Yuugi genuinely believed the ever-confident, teasing Mazaki Anzu to be capable of anything. Anzu's lack of money seemed only a minor obstacle in Yuugi's admiring eyes.
It took Yuugi a while to realize she didn't talk to her imaginary friends anymore.
It crept up on her slowly. She talked to them less and less, and then one day she realized she was too busy to talk to them at all.
They stood in front of her one afternoon in the setting sun after school, in front of the game shop.
"I'm sorry," said Yuugi, looking guiltily up at them as if she honestly believed they were real. "I don't talk to you anymore."
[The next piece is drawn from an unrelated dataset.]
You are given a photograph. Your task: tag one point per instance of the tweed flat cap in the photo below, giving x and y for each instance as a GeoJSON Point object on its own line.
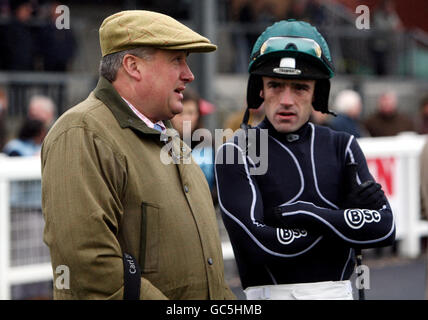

"It's okay," said the purple brontosaurus gently. "We're happy for you. You have new friends now."
"Yeah. And other kids need us," said the fluffy orange one-eyed square. "So you have to let us go."
Yuugi smiled, her eyes stinging. "Okay," she said, full of bittersweet, sour-apple sorts of feelings. "Goodbye. Thanks for everything."
And they disappeared in the last rays of the setting sun as it slid down under the Domino City skyscrapers, the sky above beautiful shades of pink and gold.